Harus aku akui. This is sweet, nice and adorable.

"Ibu Weiske, saya sebagai orang tua laki-laki, mewakili Zen, ingin meminta persetujuan Ibu, bahwa Zen ingin mempersunting Daisy sebagai istrinya kelak. Apakah Ibu bersedia?"

Mendadak, Om Gerald bertanya begitu. Tunggu, ini artinya... aku dilamar? Apakah ini yang namanya lamaran? Lalu yang kemarin itu bukan lamaran? Apa-apaan ini? Kenapa semendadak ini? Kenapa rasanya di sini akulah yang paling bodoh?

"Ya, Pak Gerald, saya bersedia anak saya, Daisy menjadi istri dari Nak Zen," jawab Ibu tanpa ragu.

Aku memang terkejut. Marah dan kesal. Tapi kenapa rasanya aku tidak bisa meluapkannya? Melihat bagaimana Ibu bisa menjawab dengan ketenangan, tanpa ragu... apakah beliau senang dengan aku yang akan menjadi istri dari Zen?

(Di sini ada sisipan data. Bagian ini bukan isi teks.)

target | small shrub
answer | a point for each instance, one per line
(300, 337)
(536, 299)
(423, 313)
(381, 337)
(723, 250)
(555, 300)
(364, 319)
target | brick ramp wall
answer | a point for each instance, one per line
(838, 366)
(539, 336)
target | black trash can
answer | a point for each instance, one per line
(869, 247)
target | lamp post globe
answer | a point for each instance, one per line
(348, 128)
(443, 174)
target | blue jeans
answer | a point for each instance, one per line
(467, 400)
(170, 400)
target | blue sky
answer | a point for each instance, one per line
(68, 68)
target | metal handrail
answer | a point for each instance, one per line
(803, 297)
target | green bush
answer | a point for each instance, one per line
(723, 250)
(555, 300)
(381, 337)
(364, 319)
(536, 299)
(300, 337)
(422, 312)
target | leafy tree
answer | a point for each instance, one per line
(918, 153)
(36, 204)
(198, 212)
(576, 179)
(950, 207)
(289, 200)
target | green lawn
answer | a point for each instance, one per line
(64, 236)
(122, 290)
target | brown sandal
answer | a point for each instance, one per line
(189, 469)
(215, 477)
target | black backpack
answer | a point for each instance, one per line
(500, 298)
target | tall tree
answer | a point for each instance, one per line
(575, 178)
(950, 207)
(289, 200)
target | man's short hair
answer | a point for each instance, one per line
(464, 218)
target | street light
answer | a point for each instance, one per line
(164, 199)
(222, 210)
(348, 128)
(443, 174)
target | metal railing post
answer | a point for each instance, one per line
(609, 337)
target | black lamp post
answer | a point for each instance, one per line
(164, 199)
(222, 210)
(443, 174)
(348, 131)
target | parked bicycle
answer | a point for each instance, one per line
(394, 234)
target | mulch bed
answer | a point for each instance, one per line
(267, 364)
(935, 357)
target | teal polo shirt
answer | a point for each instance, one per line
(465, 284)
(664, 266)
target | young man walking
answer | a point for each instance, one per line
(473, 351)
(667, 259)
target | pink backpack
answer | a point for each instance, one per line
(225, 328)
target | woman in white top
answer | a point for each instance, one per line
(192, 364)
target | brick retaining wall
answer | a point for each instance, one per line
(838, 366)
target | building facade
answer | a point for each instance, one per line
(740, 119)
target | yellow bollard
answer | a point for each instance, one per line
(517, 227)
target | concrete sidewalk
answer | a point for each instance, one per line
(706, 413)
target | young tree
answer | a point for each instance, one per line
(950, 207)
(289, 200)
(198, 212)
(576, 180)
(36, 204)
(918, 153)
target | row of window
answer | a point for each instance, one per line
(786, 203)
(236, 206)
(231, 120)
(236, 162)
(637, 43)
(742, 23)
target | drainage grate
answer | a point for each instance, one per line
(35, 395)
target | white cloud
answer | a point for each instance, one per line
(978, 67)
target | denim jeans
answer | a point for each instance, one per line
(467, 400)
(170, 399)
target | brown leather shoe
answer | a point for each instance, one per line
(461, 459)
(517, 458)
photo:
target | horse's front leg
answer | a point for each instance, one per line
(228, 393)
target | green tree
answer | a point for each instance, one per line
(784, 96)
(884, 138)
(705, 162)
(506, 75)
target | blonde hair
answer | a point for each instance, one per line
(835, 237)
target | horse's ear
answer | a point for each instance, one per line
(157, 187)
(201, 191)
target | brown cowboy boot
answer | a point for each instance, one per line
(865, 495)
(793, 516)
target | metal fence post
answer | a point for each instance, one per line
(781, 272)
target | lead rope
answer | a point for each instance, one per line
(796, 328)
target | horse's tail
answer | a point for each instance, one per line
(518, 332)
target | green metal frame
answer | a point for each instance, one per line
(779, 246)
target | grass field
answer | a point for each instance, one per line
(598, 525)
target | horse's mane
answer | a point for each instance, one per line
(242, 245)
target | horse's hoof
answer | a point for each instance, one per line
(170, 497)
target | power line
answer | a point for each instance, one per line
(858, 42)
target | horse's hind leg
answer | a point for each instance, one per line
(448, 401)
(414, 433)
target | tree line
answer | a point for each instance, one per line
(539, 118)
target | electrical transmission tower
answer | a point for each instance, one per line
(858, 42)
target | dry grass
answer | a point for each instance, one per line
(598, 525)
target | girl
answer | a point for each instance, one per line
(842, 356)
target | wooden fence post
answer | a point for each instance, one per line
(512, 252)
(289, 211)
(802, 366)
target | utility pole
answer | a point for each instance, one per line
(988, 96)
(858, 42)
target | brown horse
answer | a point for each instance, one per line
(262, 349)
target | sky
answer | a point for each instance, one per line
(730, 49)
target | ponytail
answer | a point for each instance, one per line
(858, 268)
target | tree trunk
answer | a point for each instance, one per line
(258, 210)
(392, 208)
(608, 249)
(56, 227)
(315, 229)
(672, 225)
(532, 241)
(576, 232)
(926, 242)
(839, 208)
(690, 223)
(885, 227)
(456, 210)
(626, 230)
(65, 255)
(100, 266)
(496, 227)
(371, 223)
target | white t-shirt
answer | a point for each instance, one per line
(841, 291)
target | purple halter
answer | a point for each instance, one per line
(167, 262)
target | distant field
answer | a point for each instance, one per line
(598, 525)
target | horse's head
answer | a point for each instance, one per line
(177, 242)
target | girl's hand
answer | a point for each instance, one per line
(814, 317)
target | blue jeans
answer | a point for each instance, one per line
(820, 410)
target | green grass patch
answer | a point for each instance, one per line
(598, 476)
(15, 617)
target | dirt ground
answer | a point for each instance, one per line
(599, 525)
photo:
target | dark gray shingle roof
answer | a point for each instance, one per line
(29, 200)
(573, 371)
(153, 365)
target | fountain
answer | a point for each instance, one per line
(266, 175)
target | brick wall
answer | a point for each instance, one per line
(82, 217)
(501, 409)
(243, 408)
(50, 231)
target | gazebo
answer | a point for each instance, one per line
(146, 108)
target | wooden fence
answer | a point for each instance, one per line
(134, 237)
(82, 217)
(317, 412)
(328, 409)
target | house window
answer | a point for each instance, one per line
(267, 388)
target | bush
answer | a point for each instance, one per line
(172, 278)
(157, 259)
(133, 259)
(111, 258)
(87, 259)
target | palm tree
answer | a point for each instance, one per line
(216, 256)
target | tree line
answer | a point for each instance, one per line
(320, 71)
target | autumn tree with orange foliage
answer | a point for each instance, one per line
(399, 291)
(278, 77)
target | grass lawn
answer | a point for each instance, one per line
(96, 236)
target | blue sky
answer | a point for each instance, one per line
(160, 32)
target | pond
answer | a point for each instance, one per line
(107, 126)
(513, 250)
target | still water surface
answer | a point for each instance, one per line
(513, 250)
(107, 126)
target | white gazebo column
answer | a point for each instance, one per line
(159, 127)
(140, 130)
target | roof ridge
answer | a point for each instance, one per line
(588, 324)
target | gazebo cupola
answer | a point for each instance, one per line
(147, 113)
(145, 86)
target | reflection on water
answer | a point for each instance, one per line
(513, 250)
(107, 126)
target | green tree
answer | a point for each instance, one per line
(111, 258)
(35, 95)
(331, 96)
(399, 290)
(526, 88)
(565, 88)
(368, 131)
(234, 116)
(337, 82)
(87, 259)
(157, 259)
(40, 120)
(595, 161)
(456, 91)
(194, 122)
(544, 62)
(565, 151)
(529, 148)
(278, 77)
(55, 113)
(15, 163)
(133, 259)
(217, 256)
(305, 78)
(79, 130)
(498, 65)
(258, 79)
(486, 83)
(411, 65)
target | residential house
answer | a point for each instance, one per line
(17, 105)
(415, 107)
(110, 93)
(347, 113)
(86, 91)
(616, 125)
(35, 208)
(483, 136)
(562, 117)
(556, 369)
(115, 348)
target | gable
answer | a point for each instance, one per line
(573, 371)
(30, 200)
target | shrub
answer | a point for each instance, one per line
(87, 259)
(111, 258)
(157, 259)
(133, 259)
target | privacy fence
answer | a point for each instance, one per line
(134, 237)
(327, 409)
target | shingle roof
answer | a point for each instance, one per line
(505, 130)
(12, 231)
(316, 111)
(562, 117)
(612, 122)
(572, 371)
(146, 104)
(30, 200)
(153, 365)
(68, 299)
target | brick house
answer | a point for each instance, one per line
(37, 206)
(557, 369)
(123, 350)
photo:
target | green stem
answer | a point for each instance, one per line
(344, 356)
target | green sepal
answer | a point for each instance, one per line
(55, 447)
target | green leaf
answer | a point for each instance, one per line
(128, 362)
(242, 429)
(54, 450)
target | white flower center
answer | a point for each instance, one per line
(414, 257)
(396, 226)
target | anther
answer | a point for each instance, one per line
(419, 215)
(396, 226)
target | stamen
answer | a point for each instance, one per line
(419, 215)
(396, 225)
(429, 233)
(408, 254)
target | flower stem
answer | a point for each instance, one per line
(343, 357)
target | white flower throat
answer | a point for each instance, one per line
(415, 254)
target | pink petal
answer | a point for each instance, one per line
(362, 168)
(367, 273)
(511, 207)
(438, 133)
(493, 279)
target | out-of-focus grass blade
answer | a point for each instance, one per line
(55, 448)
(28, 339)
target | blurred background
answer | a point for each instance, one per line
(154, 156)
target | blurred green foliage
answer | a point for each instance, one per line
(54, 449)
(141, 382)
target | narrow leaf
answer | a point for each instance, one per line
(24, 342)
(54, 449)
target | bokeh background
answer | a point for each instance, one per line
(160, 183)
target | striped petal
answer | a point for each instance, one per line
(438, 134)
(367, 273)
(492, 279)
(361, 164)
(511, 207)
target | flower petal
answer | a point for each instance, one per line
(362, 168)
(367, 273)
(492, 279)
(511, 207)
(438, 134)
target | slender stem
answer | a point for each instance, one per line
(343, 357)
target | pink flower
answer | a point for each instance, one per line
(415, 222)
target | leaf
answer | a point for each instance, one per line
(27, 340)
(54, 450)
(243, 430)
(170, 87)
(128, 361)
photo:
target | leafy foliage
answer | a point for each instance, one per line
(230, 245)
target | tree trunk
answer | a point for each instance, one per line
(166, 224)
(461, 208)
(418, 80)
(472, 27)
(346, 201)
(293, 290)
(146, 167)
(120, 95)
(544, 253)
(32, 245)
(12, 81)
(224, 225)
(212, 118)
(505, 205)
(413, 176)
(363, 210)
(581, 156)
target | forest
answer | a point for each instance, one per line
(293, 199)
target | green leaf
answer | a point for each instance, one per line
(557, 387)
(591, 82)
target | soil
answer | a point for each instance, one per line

Astaga! Memang sedari awal Ibu sudah menyukainya! Mendadak aku tidak tahu semuanya. Semua ini... semua ini sudah Zen atur. Ibu bahkan kurasa sudah mengetahuinya juga.

***

Kupilih untuk pulang ke apartemen. Aku harus bertanya pada Zen. Ibu bahkan tidak masalah aku ingin tinggal di mana. Asal bersama Zen, beliau merasa tenang.

Seriously, my mum likes him a lot!

Sampai apartemen aku menyilangkan kedua tanganku di dada. Menatap Zen yang menggulung lengan kemejanya sampai sikunya. Wajahnya tampak biasa. "Ada apa?" tanyanya.

"Apa tadi itu? Lamaran?" tanyaku.

Hanya kedikkan bahu Zen sebagai jawaban. Ia lalu menuju dapur dan meraih birnya.

"Tanpa persetujuanku?" tanyaku lagi.

"Aku nggak harus meminta persetujuanmu, Daisy," jawab Zen datar.

"Tapi..."

"Dengar... lamaranku sudah diterima. Aku nggak terima penolakan atau semacamnya dari kamu. Oke? Istirahatlah," katanya memotongku.

Kuhentakan kakiku yang masih memakai heels, lalu aku membanting pintu kamarku dengan kasar.

Today is a bad day! I hate you so much, Zen!

***

Seharian aku tidak keluar kamar. Kemarin adalah hari terburukku. Padahal aku ingin sekali sebuah lamaran yang di mana aku ikut andil di dalamnya, bukan hanya patuh dan mengikuti saja. Tapi Zen, dengan semena-mena tidak menerima penolakan.

Aku jadi bimbang, apakah ia memang mencintaiku atau hanya terobsesi padaku.

"Kalau kamu nggak keluar kamar, terserah. Tapi kalau sampai malam aku tahu kamu nggak keluar kamar juga, aku bakalan dobrak pintu ini, Daisy. Dan... membuat kamu tidur seranjang denganku," ancam Zen dari balik pintu kamarku.

Awalnya aku biasa, tapi ketika aku mendengar bagian akhir kalimatnya, aku jadi teringat pertama kali aku tanpa busana di hadapannya. Memenuhi permintaannya yang marah dan kesal karena sikapku.

Terpaksa, aku membuka pintu kamarku. Kecil, hingga hanya setengah wajahku yang terlihat.

"Udah kubuka, dan jangan buat aku tidur sama kamu lagi, Zen," kataku kemudian.

Tanpa membalas ucapanku, Zen hanya diam dan melengos dari depan kamarku. Aku membiarkan pintu kamarku terbuka dan aku sendiri kembali ke kasurku, membaca buku.

"Daisy!" panggil Zen.

Astaga, belum juga aku naik ke kasur, suara panggilannya benar-benar membuatku terkejut.

"Hmm?" gumamku.

"Aku nyuruh kamu buka pintu kamar, bukan untuk kamu mengurung diri lagi, keluar dan duduk di hadapanku," perintahnya.

"Sekarang apa?" tanyaku seperti robot yang menuruti pemiliknya.

"Rileks, kamu terlalu tegang sejak lamaran kemarin," katanya.

Ingin kubantah, tapi aku mengurungkan niatku. Sebab percuma melawan Bos besar yang memiliki segalanya dan berkuasa atas apa pun juga.